George Baylor Eichelberger, Jr.

NO. 17483  •  23 December 1926 – 15 January 1952

Died 15 January 1952 in Korea, aged 25 years.

GEORGE BAYLOR EICHELBERGER, JR. was born in Norfolk, Virginia on 23 December 1926, the first child of George and Mary Eichelberger. He grew up in a loving home which had a close affiliation with the Presbyterian Church. He attended public schools and always stood high in his class. At Granby High School Baylor played end on a championship football team.

He enlisted in the Army after high school graduation and served until his appointment to West Point. The United States Military Academy had been his goal for many years.

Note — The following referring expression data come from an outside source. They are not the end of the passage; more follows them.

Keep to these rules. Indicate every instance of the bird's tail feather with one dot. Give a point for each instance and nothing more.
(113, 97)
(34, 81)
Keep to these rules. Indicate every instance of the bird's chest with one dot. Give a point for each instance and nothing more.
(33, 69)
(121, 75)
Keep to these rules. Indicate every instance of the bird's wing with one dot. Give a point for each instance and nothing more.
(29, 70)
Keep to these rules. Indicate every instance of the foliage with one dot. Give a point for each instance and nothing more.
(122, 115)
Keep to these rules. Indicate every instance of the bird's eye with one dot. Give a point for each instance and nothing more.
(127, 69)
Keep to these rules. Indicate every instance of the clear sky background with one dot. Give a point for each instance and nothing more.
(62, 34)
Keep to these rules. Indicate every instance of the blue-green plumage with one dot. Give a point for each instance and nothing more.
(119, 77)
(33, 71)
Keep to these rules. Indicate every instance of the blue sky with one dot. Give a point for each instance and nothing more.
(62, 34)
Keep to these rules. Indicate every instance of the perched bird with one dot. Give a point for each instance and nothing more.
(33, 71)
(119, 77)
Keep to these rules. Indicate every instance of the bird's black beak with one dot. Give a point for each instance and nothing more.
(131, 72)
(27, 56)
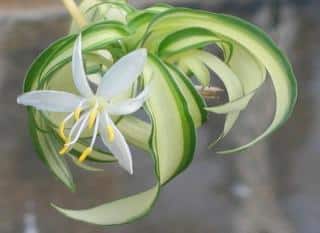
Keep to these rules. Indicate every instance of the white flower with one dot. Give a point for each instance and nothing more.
(94, 110)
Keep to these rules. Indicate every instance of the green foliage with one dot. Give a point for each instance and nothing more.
(176, 39)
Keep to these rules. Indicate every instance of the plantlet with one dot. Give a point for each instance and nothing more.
(178, 66)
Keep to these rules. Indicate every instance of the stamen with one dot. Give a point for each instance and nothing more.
(85, 154)
(61, 131)
(77, 113)
(62, 126)
(93, 115)
(95, 131)
(88, 150)
(64, 149)
(83, 121)
(110, 132)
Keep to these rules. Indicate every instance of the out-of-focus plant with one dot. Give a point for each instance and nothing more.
(179, 66)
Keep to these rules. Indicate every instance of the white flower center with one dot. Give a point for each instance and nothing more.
(88, 114)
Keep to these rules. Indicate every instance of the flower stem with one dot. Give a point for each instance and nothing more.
(75, 12)
(209, 92)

Upon entering West Point Baylor focused his efforts on becoming a good cadet in all aspects. He did well in academics and participated on the gymnastics team and lettered on the soccer team. Even though he regularly attended church and was a Christian, he found a closer relationship with his God. Baylor served as a Sunday School teacher for the post children all four years as a cadet, and additionally, served as superintendent of that Sunday School his senior year.

Always cheerful, always friendly, Baylor could be counted on to enliven any group. He loved to attack any challenge - whether it be academic, dialectic, athletic, or religious. He was a fine example of a good cadet.

Upon graduation, he approached pilot training as another challenge and finished near the top of his class. A short training period was followed by his assignment to the 67th Fighter Bomber Squadron in Korea. He became a popular and inspirational member of that unit.

On 15 January 1952, his flight was assigned a mission of eliminating a North Korean oil dump. Baylor's plane, number three in a flight of four, was observed to have crashed into one of the oil storage tanks. He was awarded the Air Medal and the Purple Heart posthumously.

His commanding officer commented in a letter to Baylor's parents that if ever a young man was prepared to meet his maker, that young man was Baylor. George Baylor Eichelberger, Junior, lived his religion, and he knew that he would have life everlasting.

Although time has dimmed the hurt, it cannot dim the loss.